There are many examples where absolute privacy is essential. One example is legal discovery. Clearly LLMs have much to offer, but sending up a cache of emails to ChatGPT would be madness and now locally running LLMs are a practical alternative. On-device inference is now becoming easier with tools like Ollama, and Apple’s recent WWDC exposed developer API’s to inference capabilities.

An on-device system can be entirely local. This is key, and it means no data of any kind ever leaves the laptop. It can be completely air-gapped (indeed actually physically disconnected from the internet). As such it is suitable for managing large caches of discovery files in both commercial and criminal disputes where sensitivity is paramount. The system is completely secure by design.

Genuine Sustainability

Energy consumption has now become the main determinant of building data centres. People are already protesting about the environmental impact of data centres including water consumption. At the same time, your laptop is using its supercomputer power to do nothing more than show a Netflix movie or display the UI of a SaaS app. This is unsustainable. There is a better way.

Limit Risk

Overseas cloud providers can no longer be counted upon to always be there.

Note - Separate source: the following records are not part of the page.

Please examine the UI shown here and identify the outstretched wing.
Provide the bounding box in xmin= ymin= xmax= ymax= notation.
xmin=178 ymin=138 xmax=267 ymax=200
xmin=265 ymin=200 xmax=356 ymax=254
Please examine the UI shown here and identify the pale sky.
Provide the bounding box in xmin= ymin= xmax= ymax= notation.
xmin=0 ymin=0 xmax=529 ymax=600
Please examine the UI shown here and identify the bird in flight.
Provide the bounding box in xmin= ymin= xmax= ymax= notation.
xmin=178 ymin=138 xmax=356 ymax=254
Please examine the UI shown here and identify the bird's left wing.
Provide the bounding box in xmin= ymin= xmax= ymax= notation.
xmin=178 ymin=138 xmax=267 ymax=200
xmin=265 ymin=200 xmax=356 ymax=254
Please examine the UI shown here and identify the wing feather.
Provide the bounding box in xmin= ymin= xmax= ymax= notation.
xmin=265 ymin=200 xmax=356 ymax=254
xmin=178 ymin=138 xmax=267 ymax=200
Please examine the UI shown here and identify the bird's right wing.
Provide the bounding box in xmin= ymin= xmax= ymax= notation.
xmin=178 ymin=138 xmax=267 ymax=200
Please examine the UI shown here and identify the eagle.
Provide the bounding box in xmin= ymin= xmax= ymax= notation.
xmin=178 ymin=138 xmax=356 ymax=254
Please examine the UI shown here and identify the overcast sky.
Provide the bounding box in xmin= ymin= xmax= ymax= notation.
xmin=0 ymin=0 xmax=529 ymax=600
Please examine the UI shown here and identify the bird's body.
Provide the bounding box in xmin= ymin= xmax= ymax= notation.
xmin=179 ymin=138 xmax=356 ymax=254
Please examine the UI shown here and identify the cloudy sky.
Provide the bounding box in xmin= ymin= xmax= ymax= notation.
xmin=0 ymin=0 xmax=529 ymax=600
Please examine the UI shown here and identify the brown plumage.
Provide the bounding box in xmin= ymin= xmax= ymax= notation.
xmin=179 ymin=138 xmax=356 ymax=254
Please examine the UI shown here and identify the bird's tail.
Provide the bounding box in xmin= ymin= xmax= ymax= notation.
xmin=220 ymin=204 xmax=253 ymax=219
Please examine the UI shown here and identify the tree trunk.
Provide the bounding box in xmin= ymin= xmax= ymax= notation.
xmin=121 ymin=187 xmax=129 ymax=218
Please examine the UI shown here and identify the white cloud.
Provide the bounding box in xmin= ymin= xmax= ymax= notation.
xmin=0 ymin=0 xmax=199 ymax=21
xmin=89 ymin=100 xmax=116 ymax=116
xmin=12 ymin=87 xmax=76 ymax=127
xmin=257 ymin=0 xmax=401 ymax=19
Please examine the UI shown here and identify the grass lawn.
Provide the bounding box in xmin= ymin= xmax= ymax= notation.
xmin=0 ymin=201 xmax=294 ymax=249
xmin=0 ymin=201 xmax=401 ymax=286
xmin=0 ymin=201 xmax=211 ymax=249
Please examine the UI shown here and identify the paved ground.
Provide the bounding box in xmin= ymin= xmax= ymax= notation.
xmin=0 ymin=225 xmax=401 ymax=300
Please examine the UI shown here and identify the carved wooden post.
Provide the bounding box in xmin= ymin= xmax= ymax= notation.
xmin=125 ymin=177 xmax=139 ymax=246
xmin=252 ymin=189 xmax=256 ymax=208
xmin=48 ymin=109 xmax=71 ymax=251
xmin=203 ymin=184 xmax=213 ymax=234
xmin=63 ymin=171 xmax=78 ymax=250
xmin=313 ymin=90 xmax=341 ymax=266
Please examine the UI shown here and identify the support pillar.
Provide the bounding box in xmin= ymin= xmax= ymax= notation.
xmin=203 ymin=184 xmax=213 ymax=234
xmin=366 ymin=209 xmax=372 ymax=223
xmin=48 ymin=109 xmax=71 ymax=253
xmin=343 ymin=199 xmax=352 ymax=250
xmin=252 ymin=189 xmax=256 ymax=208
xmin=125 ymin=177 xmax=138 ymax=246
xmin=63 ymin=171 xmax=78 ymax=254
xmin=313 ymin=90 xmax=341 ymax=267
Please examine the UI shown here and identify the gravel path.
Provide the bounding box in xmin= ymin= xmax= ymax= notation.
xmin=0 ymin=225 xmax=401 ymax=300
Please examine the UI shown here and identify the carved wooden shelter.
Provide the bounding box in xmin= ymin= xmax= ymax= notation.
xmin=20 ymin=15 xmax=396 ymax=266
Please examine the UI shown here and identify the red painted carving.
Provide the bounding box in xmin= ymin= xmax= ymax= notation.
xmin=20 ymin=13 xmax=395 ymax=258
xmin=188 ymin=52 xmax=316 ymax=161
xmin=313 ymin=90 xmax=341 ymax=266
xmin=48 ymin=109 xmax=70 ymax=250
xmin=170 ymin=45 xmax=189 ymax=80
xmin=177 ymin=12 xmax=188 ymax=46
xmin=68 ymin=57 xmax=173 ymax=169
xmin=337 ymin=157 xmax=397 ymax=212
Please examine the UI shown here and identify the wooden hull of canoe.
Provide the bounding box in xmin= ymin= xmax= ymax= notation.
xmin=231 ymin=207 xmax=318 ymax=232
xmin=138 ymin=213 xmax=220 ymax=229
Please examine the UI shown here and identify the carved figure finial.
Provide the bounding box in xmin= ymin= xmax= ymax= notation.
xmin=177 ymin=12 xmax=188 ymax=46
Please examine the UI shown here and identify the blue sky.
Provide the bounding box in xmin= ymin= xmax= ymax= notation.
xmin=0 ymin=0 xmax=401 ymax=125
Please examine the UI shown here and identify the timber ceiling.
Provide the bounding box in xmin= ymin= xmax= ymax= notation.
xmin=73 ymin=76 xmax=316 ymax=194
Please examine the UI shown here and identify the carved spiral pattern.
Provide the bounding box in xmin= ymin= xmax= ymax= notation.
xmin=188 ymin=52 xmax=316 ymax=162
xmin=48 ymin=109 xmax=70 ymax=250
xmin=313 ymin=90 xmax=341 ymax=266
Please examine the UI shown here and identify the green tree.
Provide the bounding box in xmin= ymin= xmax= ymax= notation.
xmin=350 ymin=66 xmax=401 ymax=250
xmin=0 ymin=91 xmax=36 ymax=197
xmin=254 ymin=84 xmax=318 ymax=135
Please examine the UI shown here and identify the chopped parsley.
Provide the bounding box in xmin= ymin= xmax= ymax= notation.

The risk is no longer primarily technical but commercial/political. We saw the impact the Crowdstrike failure had, and that was just one vendor accident. An intentional act to limit someone’s access to their SaaS based systems could cripple a business within hours. If the EU/UK want to impose a digital services tax on Amazon et al, why wouldn’t the US impose a punitive tax on EU/UK customers for US SaaS? If the EU bans X, would the US ban EU customers of SalesForce?

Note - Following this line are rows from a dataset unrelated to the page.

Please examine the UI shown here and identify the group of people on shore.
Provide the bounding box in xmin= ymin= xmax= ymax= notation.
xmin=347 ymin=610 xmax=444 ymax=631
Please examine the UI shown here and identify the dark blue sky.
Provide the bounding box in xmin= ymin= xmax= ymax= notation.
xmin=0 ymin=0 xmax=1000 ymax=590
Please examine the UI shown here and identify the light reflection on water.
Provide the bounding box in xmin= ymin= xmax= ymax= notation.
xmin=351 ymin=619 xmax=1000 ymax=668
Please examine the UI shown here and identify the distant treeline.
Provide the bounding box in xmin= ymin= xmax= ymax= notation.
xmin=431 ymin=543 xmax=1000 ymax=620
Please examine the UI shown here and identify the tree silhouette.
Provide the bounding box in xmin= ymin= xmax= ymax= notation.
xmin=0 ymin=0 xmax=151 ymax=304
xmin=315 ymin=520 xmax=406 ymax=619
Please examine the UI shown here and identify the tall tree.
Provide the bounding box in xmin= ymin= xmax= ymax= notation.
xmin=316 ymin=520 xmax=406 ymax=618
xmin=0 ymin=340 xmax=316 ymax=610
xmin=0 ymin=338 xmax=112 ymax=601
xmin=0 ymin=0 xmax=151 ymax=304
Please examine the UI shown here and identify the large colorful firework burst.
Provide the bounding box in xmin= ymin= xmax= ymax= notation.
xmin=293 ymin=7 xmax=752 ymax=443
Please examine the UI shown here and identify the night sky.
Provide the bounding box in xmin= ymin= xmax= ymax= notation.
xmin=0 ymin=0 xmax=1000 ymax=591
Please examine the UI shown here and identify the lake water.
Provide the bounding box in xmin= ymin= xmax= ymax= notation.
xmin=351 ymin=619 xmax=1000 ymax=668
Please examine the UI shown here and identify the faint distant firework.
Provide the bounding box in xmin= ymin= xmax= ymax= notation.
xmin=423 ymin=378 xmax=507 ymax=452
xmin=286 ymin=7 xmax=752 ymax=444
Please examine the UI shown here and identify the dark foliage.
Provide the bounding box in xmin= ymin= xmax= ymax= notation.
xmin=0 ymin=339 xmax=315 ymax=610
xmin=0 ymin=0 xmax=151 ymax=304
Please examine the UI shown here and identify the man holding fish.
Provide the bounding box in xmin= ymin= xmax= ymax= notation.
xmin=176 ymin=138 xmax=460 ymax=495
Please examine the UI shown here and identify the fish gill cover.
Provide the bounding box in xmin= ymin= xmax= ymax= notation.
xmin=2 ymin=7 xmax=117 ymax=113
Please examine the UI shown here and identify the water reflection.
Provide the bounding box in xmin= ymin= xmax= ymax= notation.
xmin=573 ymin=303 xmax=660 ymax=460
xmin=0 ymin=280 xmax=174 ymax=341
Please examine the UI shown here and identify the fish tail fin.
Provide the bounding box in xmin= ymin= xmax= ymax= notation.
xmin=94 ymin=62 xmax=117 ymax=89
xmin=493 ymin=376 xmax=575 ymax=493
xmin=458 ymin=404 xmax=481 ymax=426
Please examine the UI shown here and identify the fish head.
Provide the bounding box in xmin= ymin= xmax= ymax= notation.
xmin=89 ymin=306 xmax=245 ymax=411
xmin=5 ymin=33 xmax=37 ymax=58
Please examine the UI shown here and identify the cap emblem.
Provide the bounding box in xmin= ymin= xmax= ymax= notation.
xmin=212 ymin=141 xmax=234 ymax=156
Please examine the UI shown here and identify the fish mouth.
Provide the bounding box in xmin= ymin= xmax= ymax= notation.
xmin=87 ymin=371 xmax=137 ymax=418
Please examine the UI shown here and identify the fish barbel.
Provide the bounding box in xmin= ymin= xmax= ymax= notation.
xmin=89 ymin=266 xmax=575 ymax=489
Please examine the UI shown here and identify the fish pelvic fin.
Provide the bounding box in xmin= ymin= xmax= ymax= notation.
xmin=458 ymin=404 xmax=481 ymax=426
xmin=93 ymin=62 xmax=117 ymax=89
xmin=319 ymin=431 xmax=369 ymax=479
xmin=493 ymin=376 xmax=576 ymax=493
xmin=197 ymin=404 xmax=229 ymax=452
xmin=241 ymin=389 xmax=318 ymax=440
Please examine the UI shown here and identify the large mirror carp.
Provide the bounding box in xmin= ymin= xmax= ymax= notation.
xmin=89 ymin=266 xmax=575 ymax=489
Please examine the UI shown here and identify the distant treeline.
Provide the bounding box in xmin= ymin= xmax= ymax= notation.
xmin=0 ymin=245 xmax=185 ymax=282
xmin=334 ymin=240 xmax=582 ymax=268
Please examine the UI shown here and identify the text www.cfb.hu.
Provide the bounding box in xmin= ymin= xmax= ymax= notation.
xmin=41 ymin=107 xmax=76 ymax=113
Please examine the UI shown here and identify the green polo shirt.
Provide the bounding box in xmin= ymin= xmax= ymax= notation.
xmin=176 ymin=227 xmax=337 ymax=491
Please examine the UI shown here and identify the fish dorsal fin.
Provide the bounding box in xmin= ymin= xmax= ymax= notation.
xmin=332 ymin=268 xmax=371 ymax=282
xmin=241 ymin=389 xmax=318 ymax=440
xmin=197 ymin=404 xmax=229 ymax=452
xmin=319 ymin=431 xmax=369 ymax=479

Cyber attacks are also relevant. Although it is entirely possible for domain joined PCs to be wiped/encrypted remotely in a cyber attack, the majority of ransomware attacks are just in the data centre. And even with an attack affecting local devices, it would take only one to be disconnected and survive to rebuild the others.

Another example is in emergency response situations. It’s not uncommon for communications networks to become saturated or even fail. On-device architectures means remote crews have access to their data at all times, regardless of the external communications or electromagnetic environment including even jamming in hostile situations.

Lower Costs

A significant cost for SaaS application vendors is the data centre. Powering large databases takes money. Cut that, and those savings can be passed on directly to the end users. In a competitive market this will happen. Existing SaaS vendors will just get priced out. Centralised LLM vendors will need another way to support their billion dollar burn rates when most of what they can do can be replicated locally at effectively no cost.